He began his parliamentary career when he was elected as Liberal Unionist MP for Manchester South at the 1900 Manchester South by-election. At the next general election in 1906, he stood unsuccessfully at Harrow. He returned to the Commons in 1909, when he was elected as Conservative MP for Taunton at a by-election. He inherited his father's viscountcy in 1912 and so moved to the House of Lords.

Peel was appointed a deputy lieutenant of Bedfordshire and lieutenant-colonel of the Bedfordshire Yeomanry in 1912 and, at the outbreak of the First World War moved to France with his regiment, but ill health made him return to Britain in 1915. In 1918, he received his first government post as Joint Parliamentary Secretary at the Department of National Service in the coalition government of David Lloyd George. In 1919, Peel became Under-Secretary of State for War and a member of the Privy Council. Two years later, he became Chancellor of the Duchy of Lancaster and Minister for Transport.

In 1919 he was appointed Knight Grand Cross of the Order of the British Empire for his services as Chairman of Panel, Military Service (Government Departments) Committee; Chairman of Disabled Sailors' and Soldiers' 'Compensation Committee; formerly Chairman of the Committee on Detention of Neutral Vessels and of the Black List Committee.

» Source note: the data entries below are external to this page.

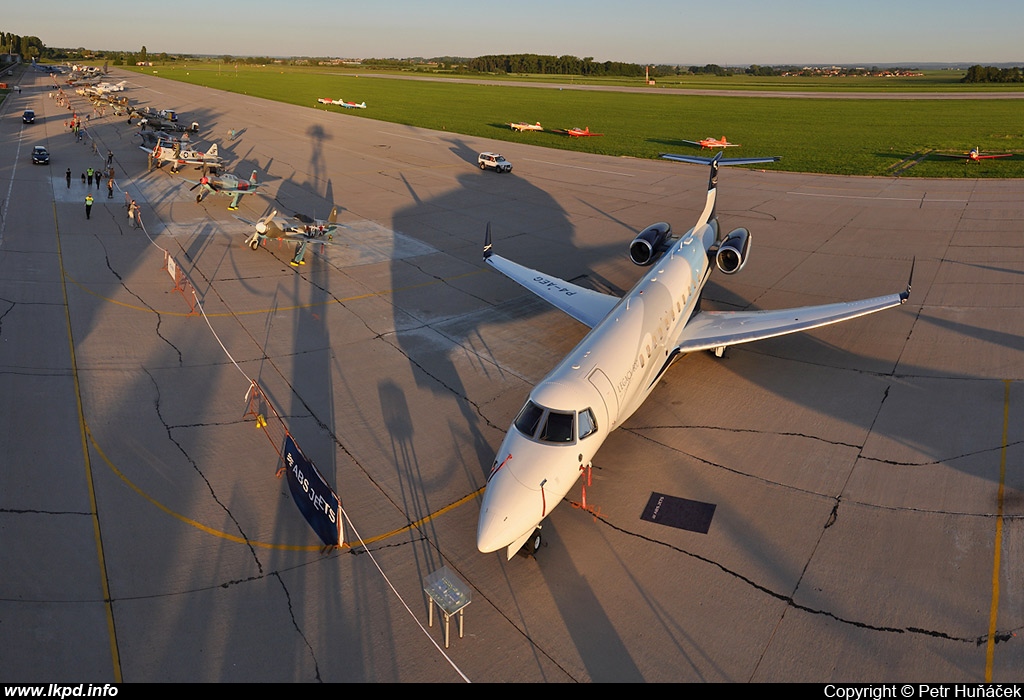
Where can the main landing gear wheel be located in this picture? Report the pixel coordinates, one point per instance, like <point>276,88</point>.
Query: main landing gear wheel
<point>532,544</point>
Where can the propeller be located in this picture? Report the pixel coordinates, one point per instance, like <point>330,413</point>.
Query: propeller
<point>261,225</point>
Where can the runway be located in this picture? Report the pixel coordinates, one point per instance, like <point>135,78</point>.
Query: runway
<point>868,520</point>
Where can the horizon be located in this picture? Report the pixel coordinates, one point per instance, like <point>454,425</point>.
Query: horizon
<point>648,32</point>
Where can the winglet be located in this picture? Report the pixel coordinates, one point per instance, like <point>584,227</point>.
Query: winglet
<point>486,243</point>
<point>903,296</point>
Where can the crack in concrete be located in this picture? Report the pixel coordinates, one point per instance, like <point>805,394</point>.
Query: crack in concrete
<point>140,300</point>
<point>196,468</point>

He entered the cabinet in 1922 as Secretary of State for India, and, after the downfall of Lloyd George's coalition, continued to hold the post during the premierships of Andrew Bonar Law and Stanley Baldwin. The latter's government fell in January 1924, but after a brief spell in opposition, it was returned to power at the 1924 general election. Peel was appointed First Commissioner of Works in the Conservative administration formed by Baldwin. In 1928, Peel briefly returned to the India Office, but the Conservatives lost power by the 1929 general election.

In 1929, Peel was created Viscount Clanfield, of Clanfield in the County of Southampton, and Earl Peel in that year's Dissolution Honours. When a Conservative-dominated National Government was formed after the 1931 election, he became Lord Privy Seal but held that office for only two months and left government in November.

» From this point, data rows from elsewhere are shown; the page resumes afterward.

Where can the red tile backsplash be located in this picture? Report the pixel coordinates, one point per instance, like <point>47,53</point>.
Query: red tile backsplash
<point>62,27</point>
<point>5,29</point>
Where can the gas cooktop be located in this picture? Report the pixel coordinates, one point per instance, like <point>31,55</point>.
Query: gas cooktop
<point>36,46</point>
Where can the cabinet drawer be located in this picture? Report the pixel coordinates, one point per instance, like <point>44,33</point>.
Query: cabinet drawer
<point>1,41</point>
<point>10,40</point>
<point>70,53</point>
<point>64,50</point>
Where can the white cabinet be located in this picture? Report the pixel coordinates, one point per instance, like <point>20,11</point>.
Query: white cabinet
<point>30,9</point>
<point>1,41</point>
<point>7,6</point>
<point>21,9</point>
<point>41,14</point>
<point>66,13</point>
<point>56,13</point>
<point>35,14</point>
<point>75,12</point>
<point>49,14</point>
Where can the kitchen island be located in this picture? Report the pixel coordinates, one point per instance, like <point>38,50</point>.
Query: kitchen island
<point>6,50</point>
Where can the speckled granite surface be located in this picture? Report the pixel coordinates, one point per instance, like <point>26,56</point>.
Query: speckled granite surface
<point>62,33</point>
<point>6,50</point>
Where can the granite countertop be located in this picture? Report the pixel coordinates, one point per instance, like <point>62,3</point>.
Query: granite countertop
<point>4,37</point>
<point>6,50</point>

In January 1932 he was appointed Knight Grand Commander of the Order of the Star of India and that same year served as chairman of the Wheat Commission, and in 1934, he chaired the Royal Commission on the Common Law. In 1936–1937, he chaired the Peel Commission, which recommended for the first time the partition of the British Mandate of Palestine into separate Jewish and Arab states.

==Family==
Peel married in 1899 the Honourable Eleanor Williamson (1871–1949), daughter of James Williamson, 1st Baron Ashton. They had two children:
- Lady Doris Peel (1900–1983), who married in 1927 Colonel Stewart Blacker (1887–1964), and had four children. She was a Justice of the Peace for the County of London in 1939, and for Sussex in 1948.
- Arthur Peel, 2nd Earl Peel (1901–1969)

In 1929, Ashton died, and Peel succeeded him as chairman of James Williamson and Company. He was a director of Barclays Bank and of the Great Northern Railway.

==Death==
Lord Peel died at 70 in his home in East Meon, near Petersfield, Hampshire, in 1937 after a long illness. He was succeeded in his titles by his son, Arthur.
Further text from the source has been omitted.